A ampla zona laboral, com cerca de uma centena de metros de comprimento, por se encontrar destelhada, não é muito apetecível para ser ocupada como dormitório. Todavia o mesmo não se passa com as suas grandes paredes que constituem só por si um enorme atrativo para os grafiteiros.

E se há por ali muita coisa riscada, inestética e sem o mínimo bom gosto, onde parece que o objetivo foi somente gastar tinta, o facto é que também se encontram alguns belos exemplares desta arte de rua.

O que mais incomoda ver em relação aos grafites é que os seus autores geralmente pouco respeito têm pela base onde vão exercer a sua arte e assim as pinturas podem encontrar-se quer nas paredes rebocadas ou mesmo por cima de painéis de azulejos decorativos.

Posteriormente novo incêndio ali ocorreria começando no primeiro andar das desocupadas instalações administrativas e propagando-se ao rés-do-chão deste edifício auxiliar.

Embora os 18 bombeiros apoiados por oito viaturas de combate ao fogo tenham acorrido rapidamente ao local, evitando que o sinistro se propagasse aos edifícios adjacentes, isso não foi o suficiente para salvar da morte, presumivelmente por intoxicação, dois homens de nacionalidade ucraniana que tudo indicia ali tivessem o seu precário abrigo.

Ainda cá fora, atentamente,  observei o interior das instalações, após o que me dispus a entrar tendo o cuidado de ver bem onde colocava os pés, deslocando-me por um carreiro entre uma enorme pilha de lixo que indiciava ter havido ali grande ocupação.

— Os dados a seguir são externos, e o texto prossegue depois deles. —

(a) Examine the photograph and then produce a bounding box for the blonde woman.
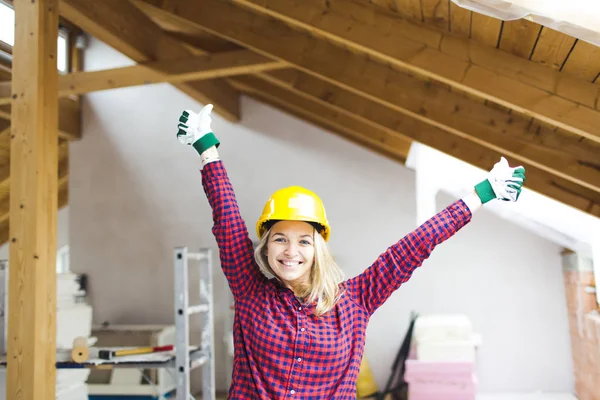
[177,105,525,400]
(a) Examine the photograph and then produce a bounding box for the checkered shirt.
[202,161,471,400]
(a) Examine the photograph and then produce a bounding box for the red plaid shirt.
[202,161,471,400]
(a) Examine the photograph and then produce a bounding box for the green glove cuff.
[192,132,220,154]
[475,179,496,204]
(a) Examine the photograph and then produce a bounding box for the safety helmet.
[256,186,331,241]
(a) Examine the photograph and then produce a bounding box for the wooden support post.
[6,0,58,400]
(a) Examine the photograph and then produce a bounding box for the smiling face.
[267,221,315,290]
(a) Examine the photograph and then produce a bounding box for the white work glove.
[177,104,220,154]
[475,157,525,204]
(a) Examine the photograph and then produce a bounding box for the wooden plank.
[0,50,287,101]
[471,12,502,47]
[152,0,600,191]
[563,40,600,82]
[219,0,600,142]
[251,70,600,216]
[396,0,423,21]
[531,27,576,70]
[421,0,450,30]
[6,0,58,400]
[0,97,81,140]
[450,1,473,38]
[60,0,240,121]
[0,150,69,222]
[0,184,66,247]
[371,0,398,11]
[232,77,410,164]
[499,19,542,59]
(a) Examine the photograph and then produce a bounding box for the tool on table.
[98,344,174,360]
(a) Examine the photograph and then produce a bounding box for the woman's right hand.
[177,104,220,154]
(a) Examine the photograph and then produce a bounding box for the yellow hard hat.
[256,186,331,241]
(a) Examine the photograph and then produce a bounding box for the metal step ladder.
[174,247,215,400]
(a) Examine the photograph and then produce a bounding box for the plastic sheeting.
[452,0,600,46]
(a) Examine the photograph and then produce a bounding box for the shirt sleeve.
[202,160,266,299]
[345,200,472,315]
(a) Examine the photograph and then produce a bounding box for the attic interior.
[0,0,600,400]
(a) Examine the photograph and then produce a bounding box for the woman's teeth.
[279,261,301,267]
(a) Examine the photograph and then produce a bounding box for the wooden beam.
[0,151,69,223]
[140,0,600,192]
[0,50,287,101]
[6,0,58,400]
[232,77,411,164]
[232,0,600,142]
[0,97,81,140]
[60,0,240,121]
[245,70,600,216]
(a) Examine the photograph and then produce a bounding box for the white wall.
[69,37,573,392]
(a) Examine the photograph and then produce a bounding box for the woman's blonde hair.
[254,228,344,316]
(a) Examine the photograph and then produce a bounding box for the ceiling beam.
[60,0,240,121]
[0,50,287,101]
[231,77,411,164]
[232,0,600,142]
[246,70,600,216]
[137,0,600,208]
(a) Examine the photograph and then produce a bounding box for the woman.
[177,105,525,399]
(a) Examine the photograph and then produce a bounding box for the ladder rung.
[195,356,208,369]
[188,253,208,261]
[188,304,208,315]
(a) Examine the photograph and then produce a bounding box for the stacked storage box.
[404,315,480,400]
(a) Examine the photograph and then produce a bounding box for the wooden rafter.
[136,0,600,216]
[6,0,58,400]
[0,50,287,101]
[0,42,81,140]
[232,77,411,164]
[233,0,600,142]
[60,0,240,121]
[248,70,600,216]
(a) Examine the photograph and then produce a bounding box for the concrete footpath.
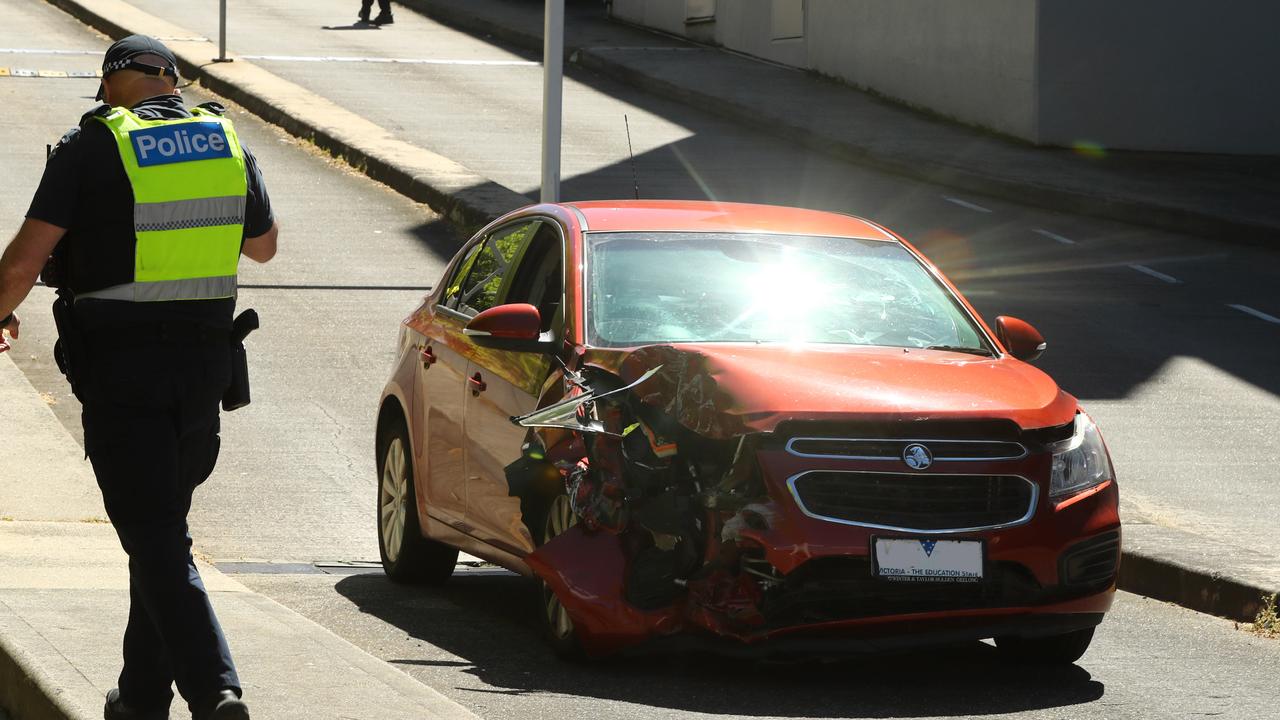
[0,354,475,720]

O primeiro ser vivo que me veio cumprimentar foi um simpático rato que pareceu estar habituado aos seres humanos, dado que não manifestou grande intenção de sair dali. Provavelmente até teria razão. Ele estava em casa, eu é que era o intruso.

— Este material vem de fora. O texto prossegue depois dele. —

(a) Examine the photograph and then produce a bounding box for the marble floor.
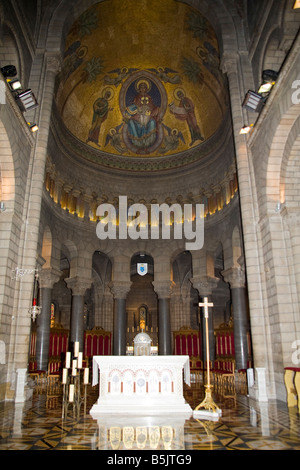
[0,384,300,453]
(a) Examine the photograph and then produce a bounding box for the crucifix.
[195,297,222,416]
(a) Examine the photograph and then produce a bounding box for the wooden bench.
[213,358,235,386]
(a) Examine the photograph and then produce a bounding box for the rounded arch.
[0,121,16,210]
[264,105,300,211]
[61,240,78,277]
[42,225,52,268]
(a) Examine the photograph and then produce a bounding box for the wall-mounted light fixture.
[240,124,254,134]
[28,270,42,321]
[6,78,22,91]
[257,70,278,95]
[27,122,39,132]
[16,89,38,112]
[0,65,17,78]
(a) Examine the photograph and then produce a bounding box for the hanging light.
[28,271,42,322]
[27,122,39,132]
[242,90,265,113]
[6,78,22,91]
[257,70,278,95]
[16,89,38,112]
[240,124,253,134]
[0,65,17,78]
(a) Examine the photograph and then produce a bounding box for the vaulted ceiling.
[54,0,228,173]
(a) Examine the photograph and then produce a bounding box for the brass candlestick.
[193,297,222,417]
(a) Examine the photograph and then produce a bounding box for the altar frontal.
[90,356,193,417]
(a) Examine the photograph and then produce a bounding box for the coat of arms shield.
[137,263,148,276]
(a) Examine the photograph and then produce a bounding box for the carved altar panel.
[91,356,192,416]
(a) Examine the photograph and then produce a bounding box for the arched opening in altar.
[126,253,158,355]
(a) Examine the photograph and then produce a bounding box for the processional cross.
[195,297,222,416]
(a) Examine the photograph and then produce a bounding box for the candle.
[62,369,68,385]
[83,367,89,385]
[66,352,71,369]
[77,353,82,369]
[72,359,77,375]
[69,384,74,403]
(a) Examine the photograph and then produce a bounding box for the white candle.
[69,384,74,403]
[83,367,89,385]
[66,352,71,369]
[77,353,82,369]
[62,369,68,385]
[72,359,77,375]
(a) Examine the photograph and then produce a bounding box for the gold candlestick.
[193,297,222,418]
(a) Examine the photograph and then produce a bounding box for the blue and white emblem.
[137,263,148,276]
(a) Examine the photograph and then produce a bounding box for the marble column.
[65,276,92,352]
[190,276,219,363]
[222,266,249,369]
[152,281,174,356]
[36,268,61,371]
[109,281,132,356]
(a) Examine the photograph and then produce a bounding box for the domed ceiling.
[56,0,227,169]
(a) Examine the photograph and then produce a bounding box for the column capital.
[221,266,246,289]
[220,51,239,75]
[190,276,219,296]
[108,281,132,299]
[65,276,92,295]
[39,268,62,289]
[152,281,175,299]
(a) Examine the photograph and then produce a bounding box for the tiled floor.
[0,385,300,451]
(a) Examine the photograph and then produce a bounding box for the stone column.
[221,51,270,367]
[65,275,91,352]
[36,268,61,371]
[190,276,219,363]
[110,281,132,356]
[222,266,249,369]
[152,281,174,356]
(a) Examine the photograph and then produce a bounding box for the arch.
[42,226,52,268]
[231,226,243,266]
[264,105,300,211]
[0,121,16,210]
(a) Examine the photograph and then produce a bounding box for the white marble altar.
[90,356,192,417]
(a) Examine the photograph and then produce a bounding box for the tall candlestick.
[66,352,71,369]
[77,352,82,369]
[72,359,77,375]
[69,384,74,403]
[83,367,89,385]
[62,369,68,385]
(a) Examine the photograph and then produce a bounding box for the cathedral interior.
[0,0,300,450]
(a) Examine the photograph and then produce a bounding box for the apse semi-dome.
[56,0,226,165]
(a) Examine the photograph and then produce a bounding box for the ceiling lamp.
[240,124,253,134]
[258,70,278,94]
[242,90,265,113]
[6,78,22,91]
[27,122,39,132]
[16,89,38,112]
[0,65,17,78]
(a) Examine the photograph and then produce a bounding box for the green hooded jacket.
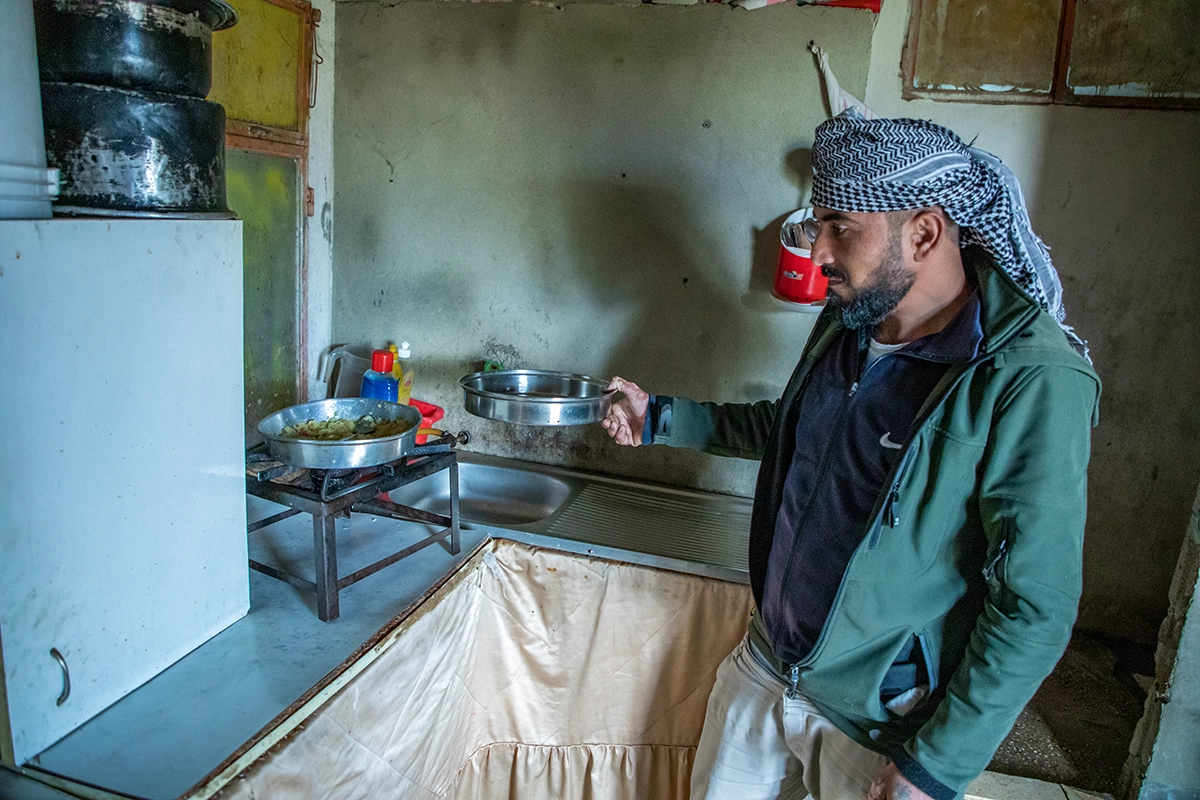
[653,247,1100,794]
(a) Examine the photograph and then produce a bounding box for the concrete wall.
[864,0,1200,642]
[1124,484,1200,800]
[300,0,337,399]
[334,2,874,494]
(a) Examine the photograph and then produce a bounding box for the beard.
[821,229,917,330]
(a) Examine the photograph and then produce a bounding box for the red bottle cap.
[371,350,392,372]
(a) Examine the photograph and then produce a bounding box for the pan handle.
[416,428,470,445]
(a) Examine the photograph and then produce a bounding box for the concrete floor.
[990,633,1154,794]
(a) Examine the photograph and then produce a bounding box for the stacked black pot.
[34,0,238,217]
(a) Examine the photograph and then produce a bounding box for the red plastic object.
[415,398,446,445]
[809,0,883,13]
[371,350,395,374]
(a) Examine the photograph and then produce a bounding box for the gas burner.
[246,443,466,621]
[308,469,366,498]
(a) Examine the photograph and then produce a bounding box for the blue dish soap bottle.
[359,350,400,403]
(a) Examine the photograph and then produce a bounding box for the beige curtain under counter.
[218,541,752,800]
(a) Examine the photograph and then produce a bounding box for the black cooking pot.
[34,0,238,98]
[42,82,229,213]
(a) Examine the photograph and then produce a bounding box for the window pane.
[912,0,1062,94]
[226,149,300,446]
[1067,0,1200,97]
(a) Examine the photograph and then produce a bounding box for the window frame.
[900,0,1200,109]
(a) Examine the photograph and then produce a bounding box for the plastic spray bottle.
[359,350,407,403]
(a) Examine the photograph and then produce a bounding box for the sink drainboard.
[550,483,751,570]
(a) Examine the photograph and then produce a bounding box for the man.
[604,116,1099,800]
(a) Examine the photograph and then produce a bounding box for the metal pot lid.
[458,369,617,426]
[183,0,238,30]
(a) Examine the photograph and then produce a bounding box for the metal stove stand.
[246,434,464,622]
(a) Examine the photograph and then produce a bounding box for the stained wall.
[864,2,1200,642]
[330,0,1200,640]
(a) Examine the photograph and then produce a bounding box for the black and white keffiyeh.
[812,114,1086,356]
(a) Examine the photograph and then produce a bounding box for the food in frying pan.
[280,414,413,441]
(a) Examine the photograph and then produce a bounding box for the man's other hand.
[600,378,650,447]
[866,762,934,800]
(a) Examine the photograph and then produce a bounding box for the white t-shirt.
[863,336,908,372]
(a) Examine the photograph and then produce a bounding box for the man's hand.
[866,762,934,800]
[600,378,650,447]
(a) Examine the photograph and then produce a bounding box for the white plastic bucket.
[0,0,59,219]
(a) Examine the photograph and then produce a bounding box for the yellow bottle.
[391,342,413,405]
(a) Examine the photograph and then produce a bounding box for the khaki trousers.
[691,639,888,800]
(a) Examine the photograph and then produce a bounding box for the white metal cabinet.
[0,219,250,764]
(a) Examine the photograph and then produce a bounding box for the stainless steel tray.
[258,397,421,469]
[458,369,617,425]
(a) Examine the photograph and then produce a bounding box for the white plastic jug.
[0,0,59,219]
[317,344,374,397]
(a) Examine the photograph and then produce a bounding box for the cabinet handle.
[50,648,71,705]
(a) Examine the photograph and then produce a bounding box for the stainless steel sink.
[391,452,751,582]
[391,462,571,525]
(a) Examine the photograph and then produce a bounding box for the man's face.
[812,207,917,330]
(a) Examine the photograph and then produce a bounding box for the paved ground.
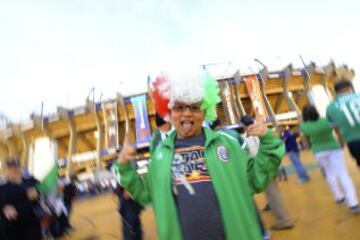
[63,149,360,240]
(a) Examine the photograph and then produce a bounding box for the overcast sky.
[0,0,360,121]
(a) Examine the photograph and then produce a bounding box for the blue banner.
[131,95,151,148]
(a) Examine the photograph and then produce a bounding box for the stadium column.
[86,99,104,175]
[304,62,315,105]
[322,62,336,99]
[11,124,30,168]
[0,133,9,174]
[259,66,279,129]
[57,107,77,176]
[282,64,301,122]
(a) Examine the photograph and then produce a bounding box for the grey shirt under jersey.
[172,133,225,240]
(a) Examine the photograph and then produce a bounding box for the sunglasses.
[173,103,201,113]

Caminhei de forma a evitar fazer qualquer ruido assentando primeiro o calcanhar e só depois o resto do pé, embora com tantos cacos, vidros partidos e demais obstáculos fosse difícil não produzir algum som.

Curiosamente, embora o último incêndio tivesse deflagrado há já alguns anos o cheiro a queimado ainda era bem perceptível junto às instalações sinistradas onde estranhos ruídos me despertaram a atenção,  levando-me a olhar para o local tentando perceber a sua origem. Sons que mais não eram do que provenientes das gotas de água da chuva que pingavam sobre os sacos de plástico por ali espalhados.

Restos de azulejos decorativos indiciavam que teria havido algum cuidado com o aspeto estético e não só fabril de quem projetou aquelas enormes instalações onde certamente muitas jovens mulheres trabalharam, riram e ganharam o seu sustento.

Um cabo elétrico no chão despertou a minha atenção e ao segui-lo com o vista reparei que o mesmo entrava por uma janela que em tempos teria tido vidros. Segui o cabo e conclui que o mesmo atravessava as instalações para sair por outra janela no sentido oposto e seguir na direção do campo nas traseiras do edifício onde estão algumas instalações de construção precária. Tratava-se de uma puxada elétrica a partir da instalação de iluminação pública.

De novo sou surpreendido com um estranho ruido, como se se tratasse de passos vindos de uma das divisões de apoio à produção. O som deixou-me alerta, pelo que, cautelosa e sem fazer barulho caminhei na sua direção para ver quem estaria por ali.

Afinal eram seis cabras que tinham entrado por uma janela e agora andavam pelas instalações a comer os tufos de arbustos que vão aparecendo entre as placas do pavimento.

A chaminé da Vasco da Gama ergue-se agora silenciosa e sem sinais de fumaça na direção do céu como que a pedir as bênçãos do divino, enquanto o seu enorme reservatório morre de sede por falta de água.

Neste enorme espaço onde outrora ouve vida, alegria e produção, reina agora o silêncio, a destruição e o cheiro da morte, não só de pessoas mas também de uma indústria que alimentou milhões de seres humanos, com matéria-prima nacional, captada no nosso imenso e desaproveitado mar.